Not long ago, I celebrated my twenty-fifth birthday. It was a blast. Daddy rented out a beach house with its own private beach and flew me and twenty of my closest friends there for the weekend. A mini-bus picked us up at the airport and drove us along the coast to Malibu, where we partied all weekend long. The weather was perfect, the view was fantastic and the company was just great...especially Ken.

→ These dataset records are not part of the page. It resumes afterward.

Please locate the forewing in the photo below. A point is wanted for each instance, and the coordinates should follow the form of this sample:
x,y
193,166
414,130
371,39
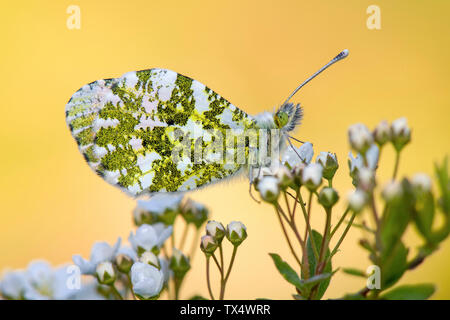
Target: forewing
x,y
125,129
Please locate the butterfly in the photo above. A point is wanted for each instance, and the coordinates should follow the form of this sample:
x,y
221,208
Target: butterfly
x,y
128,128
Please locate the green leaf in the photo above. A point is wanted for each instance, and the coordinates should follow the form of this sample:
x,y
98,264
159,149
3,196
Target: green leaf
x,y
286,271
313,262
397,215
410,292
355,272
444,185
354,296
314,280
424,214
444,201
394,266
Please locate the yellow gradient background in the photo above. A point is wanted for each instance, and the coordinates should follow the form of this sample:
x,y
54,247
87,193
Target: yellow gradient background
x,y
254,53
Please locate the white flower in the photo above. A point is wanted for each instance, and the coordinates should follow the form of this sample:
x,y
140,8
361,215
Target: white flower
x,y
312,176
422,181
105,272
127,251
208,244
150,258
360,137
269,189
125,257
215,229
165,269
401,134
391,190
147,280
236,232
382,133
329,163
372,155
150,236
294,157
357,200
13,284
328,197
45,282
366,178
100,252
283,175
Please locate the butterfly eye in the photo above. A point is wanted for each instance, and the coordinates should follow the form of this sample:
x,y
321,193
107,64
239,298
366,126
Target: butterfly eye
x,y
281,119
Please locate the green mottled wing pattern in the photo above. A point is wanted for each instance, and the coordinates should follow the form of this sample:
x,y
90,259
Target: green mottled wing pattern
x,y
125,126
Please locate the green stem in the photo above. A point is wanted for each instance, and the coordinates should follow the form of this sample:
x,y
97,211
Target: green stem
x,y
287,238
222,271
217,262
308,225
347,228
324,245
207,279
116,292
397,161
233,256
194,245
224,280
344,215
131,286
184,236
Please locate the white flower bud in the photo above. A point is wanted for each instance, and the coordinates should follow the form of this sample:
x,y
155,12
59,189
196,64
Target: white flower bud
x,y
357,200
360,137
150,258
236,232
208,244
216,230
269,189
284,176
366,179
382,133
329,163
401,134
422,181
179,263
312,176
391,190
293,157
328,197
105,273
147,280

I couldn't have asked for anything more.
My gifts were pretty special, too. Ken gave me a beautiful sterling silver hairbrush, comb and mirrow set, and to top that off, he also gave me a diamond bracelet which read: BARBIE--25. He says that next year he'll give me a diamond ring for my birthday. Mom and Dad bought me a large share in that famous toy company Mattel, and an Italian sports car.
Now I think I'm all set for at least another twenty-five years, don't you?